In summary, we believe the innovative relationship between the NCCCP and QOPI can provide a model for other collectives in the arena of quality improvement. The NCCCP embodies a social, professional, and logistic structure that rewards integration and collaboration. QOPI complements this by providing a continually updated and evolving process by which our collaborative can both measure and work to improve the quality of cancer care in our institutions. Rather than the Babel that can arise from insular attempts at local quality improvements, QOPI provides a standard language that can cut across institutions and allow for a data-driven approach to the enhancement of quality of care.
We thank the 48 physicians from the NCCCP-affiliated QOPI practices for agreeing to participate in the national collaborative and share their QOPI data. We also thank Pam Kadlubek, MPH, and Kristen McNiff, MPH, at ASCO for their program and technical support of the NCCCP QOPI project and comments on an earlier draft of this manuscript.
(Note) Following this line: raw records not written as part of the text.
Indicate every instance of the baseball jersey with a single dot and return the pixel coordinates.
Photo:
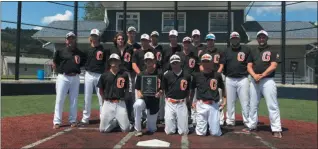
(152, 103)
(138, 58)
(176, 86)
(216, 55)
(68, 60)
(190, 62)
(262, 58)
(126, 57)
(235, 62)
(207, 85)
(114, 86)
(167, 53)
(96, 59)
(158, 50)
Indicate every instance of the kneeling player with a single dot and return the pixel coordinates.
(176, 86)
(114, 86)
(151, 103)
(207, 84)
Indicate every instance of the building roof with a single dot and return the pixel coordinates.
(27, 60)
(298, 29)
(83, 27)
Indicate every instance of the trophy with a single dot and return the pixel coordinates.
(149, 85)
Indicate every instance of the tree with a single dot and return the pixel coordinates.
(94, 11)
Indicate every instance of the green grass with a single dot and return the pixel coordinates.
(303, 110)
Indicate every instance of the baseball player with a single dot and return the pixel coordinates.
(207, 83)
(236, 82)
(198, 46)
(151, 103)
(95, 67)
(176, 87)
(173, 48)
(134, 46)
(217, 64)
(113, 86)
(262, 65)
(190, 65)
(67, 62)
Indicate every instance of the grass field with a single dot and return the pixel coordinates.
(303, 110)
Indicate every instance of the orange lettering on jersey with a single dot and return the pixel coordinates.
(216, 58)
(127, 57)
(213, 84)
(266, 56)
(99, 55)
(241, 56)
(183, 84)
(120, 82)
(191, 62)
(159, 56)
(77, 59)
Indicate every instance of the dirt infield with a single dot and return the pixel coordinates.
(36, 131)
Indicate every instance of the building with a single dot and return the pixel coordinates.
(28, 66)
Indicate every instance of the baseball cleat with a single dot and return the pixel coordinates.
(56, 126)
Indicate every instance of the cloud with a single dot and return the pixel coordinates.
(277, 9)
(37, 28)
(66, 16)
(249, 18)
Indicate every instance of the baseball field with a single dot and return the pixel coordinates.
(26, 121)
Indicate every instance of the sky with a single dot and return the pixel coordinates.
(43, 13)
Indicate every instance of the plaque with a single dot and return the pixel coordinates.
(149, 85)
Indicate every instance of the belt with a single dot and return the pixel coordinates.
(209, 102)
(70, 74)
(113, 100)
(175, 100)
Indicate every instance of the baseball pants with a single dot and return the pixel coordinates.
(91, 81)
(139, 107)
(266, 87)
(237, 87)
(176, 115)
(207, 114)
(66, 84)
(113, 113)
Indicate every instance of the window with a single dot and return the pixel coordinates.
(132, 18)
(218, 22)
(168, 22)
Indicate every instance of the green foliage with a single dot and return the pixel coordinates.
(93, 11)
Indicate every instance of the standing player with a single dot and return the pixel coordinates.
(113, 86)
(236, 82)
(176, 87)
(67, 62)
(217, 64)
(207, 83)
(262, 65)
(198, 46)
(95, 67)
(190, 65)
(151, 103)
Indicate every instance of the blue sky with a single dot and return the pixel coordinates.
(42, 13)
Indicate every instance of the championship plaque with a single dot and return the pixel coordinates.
(149, 85)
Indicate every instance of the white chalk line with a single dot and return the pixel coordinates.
(46, 139)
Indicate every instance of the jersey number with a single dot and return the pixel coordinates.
(127, 57)
(241, 56)
(99, 55)
(216, 58)
(266, 56)
(191, 62)
(77, 59)
(213, 84)
(120, 82)
(183, 84)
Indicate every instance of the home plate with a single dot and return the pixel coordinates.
(153, 143)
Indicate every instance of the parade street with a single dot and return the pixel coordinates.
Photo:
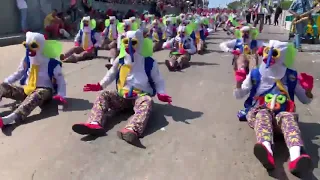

This project has been funded in whole or in part with federal funds from the National Cancer Institute, National Institutes of Health, under Contract No. HHSN261200800001E. The content of this publication does not necessarily reflect the views or policies of the Department of Health and Human Services, nor does mention of trade names, commercial products, or organizations imply endorsement by the US Government.
The authors indicated no potential conflicts of interest.